Ale że akurat wpisałem w UA-cam ,,co byłoby gdyby Gandalf miał pierścień" a tu proszę 1 dzień wstawione :D
Przypadek? Oj nie nie byczku.
Stary chciałbym to zobaczyć na ekranie. To byłoby widowisko
Ogólnie na podstawie wyglądu Gandalfa do dziś wyobraża się czarodziejów. W szarym płaszczu w spiczastym kapeluszu.
Przede wszystkim w ten czy inny sposób pierścień, ostatecznie zdradził by Gandalfa w decydującej o wszystkim chwili, gdyż jego głównym i jedynym celem było zjednoczyć się na powrót z Sauronem. Mógł by zostać zabity po dostaniu się do twierdzy Saurona lub też, jako że w pierścieniu jest zaklęty fragment duszy Saurona, mógłby przezeń zostać całkowicie opętanym i pozostać na wieczność nowym wcieleniem Mrocznego Maga.
Skoro pierścień jest wierny tylko Sauronowi to wątpie aby pozwolił aby Gandalf go pokonał. Bardziej mi się wydaje że prowadził by go prosto w ręce Saurona
Myślę że prędzej czy później Gandalf zostałby złym Sarumanem 2.0
Ciekawy temat na dyskusje, bo trudno stwierdzić jak pierścień zadziałałby na Gandalfa
Łatwo stwierdzic tak się sklada
@@damiankowna2620 Nie łatwo, łatwo stwierdzić jak zadziałał by na Sarumana czy nawet Radagasta bo nimi kierowały dość proste motywacje, byli czarno biali. A Gandalf ? Bardziej złożony, miał wiele cech, które z nich pierścień mógłby wzmocnić? A może stworzył by jakieś inne? Dlatego napisałem że jest to temat na dłuższą dyskusję.
Spoko
super
Błędy merytoryczne które naliczyłem:
1. Każda istota potężniejsza mocą od Saurona lub zbliżona do jego mocy byłaby w stanie oprzeć się pierścieniowi. Moc pierścienia nieodłącznie związana była z samym Sauronem. Chociaż w 3 erze rzeczywiście trudno znaleźć takie postacie w śródziemiu to w przeszłości było ich mnóstwo. Wiadomo że Bombadil był odporny, ale skoro przywołujemy tu Eru który jest absolutem i w fizycznej formie go nie ma, to wypadałoby wspomnieć również o części Ardy która została ukryta (w innym wymiarze ?) mianowicie Amanie gdzie przebywali Valarowie, elfowie i majarowie, mieszkańcy pośród których wielu było potężniejszych od Saurona.

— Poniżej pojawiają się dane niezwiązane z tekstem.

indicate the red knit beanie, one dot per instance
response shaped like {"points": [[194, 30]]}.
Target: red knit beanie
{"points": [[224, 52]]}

2. Zrobiłeś błąd bardzo często powielany przez osoby nagrywające filmy o dziełach Tolkiena. Mówisz że moc Gandalfa i Saurona jest podobna bo obaj są majarami. To bzdura. Majarowie to grupa istot duchowych różniących się między sobą mocą. To tak jakby powiedzieć że żaba i słoń są równe mocą bo jedno i drugie to zwierzę. Wśród majarów były słabsze mocą duchy zamieszkujące ciała np. Niektórych orków, ale były też potężniejsi Istari, balrogowie, duchy ognia, orły Manwiego itd. A i im było daleko do tych najpotężniejszych które miały wpływ na losy Ardy np. Smoki, Ungolianta czy Huan.
Część z pośród najpotężniejszych majarów pełniła rolę asystentów Valarów np. Sauron czy Meliana zamieszkujący śródziemie i ich moc była nieporównywalnie większa niż czarodzieji.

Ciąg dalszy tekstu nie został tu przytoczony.